Stewart, now the Senate president pro tem, joined the state House in 1995, the same year Johnson took office.

Early in his tenure, she said, the governor vetoed legislation she supported, but he seemed to take new interest in her work after he spotted her running a half-marathon. He ran the full marathon.

“He’d lap me,” said Stewart, an Albuquerque Democrat.

After that, she and Johnson worked together to enact legislation creating a population control commission to release prison inmates held for drug offenses, in certain circumstances.

“In his second term, I became a little more tolerant of him and vice versa,” Stewart said.

Then-Mayor Jim Baca of Albuquerque said he caught flack in 1999 for supporting Johnson’s campaign to revisit the war on drugs, especially marijuana.

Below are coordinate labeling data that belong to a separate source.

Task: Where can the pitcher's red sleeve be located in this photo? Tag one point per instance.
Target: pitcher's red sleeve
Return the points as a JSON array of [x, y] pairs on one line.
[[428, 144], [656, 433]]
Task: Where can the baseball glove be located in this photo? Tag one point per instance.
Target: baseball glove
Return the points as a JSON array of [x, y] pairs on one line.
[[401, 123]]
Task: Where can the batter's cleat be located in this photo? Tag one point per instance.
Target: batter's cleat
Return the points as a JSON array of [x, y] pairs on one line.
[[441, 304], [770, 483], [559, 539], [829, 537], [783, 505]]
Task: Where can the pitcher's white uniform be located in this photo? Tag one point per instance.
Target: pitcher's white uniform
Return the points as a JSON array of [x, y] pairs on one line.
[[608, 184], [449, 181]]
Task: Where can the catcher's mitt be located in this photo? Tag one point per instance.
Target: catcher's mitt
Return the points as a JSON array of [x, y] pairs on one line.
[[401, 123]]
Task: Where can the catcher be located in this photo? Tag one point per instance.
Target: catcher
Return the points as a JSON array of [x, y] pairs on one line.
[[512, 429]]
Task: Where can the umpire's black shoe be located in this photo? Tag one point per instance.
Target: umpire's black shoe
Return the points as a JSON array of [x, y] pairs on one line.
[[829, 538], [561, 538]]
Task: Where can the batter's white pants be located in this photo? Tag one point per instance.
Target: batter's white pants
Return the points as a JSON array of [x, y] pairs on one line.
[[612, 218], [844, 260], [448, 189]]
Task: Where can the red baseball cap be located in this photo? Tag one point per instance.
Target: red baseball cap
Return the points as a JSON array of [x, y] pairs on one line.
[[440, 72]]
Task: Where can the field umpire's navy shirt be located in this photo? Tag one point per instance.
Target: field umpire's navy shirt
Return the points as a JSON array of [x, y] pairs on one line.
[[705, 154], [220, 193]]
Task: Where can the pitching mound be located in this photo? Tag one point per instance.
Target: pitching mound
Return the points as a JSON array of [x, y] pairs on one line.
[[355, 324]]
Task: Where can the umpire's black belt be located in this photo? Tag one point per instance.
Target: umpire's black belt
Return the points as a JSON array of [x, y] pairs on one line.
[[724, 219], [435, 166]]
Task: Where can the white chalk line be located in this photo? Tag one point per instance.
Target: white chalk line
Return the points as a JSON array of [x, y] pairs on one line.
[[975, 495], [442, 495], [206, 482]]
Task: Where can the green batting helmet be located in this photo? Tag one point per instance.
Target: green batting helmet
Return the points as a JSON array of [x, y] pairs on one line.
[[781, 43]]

“I didn’t agree with 99% of the things he did,” Baca said, “but that one I did. It was just commonsense.”

Johnson launched presidential campaigns in 2012 and 2016 as a Libertarian and a U.S. Senate campaign in 2018, long after his tenure as governor. He hasn’t held an elected public office since leaving the Roundhouse in 2002.

He expressed no regret about pushing for drug legalization.

“Embarking on that, for me personally, it was the right thing to do,” Johnson, now 69, said.

Even with legalization spreading state by state, he said, there’s plenty left to be done. Policymakers, he said, should revisit mandatory minimum sentences for drug offenses and establish safe banking for marijuana businesses.

Johnson, who lives in Taos, said he now dedicates his days to skiing or mountain biking.

He hasn’t used marijuana, he said, “in quite some time.”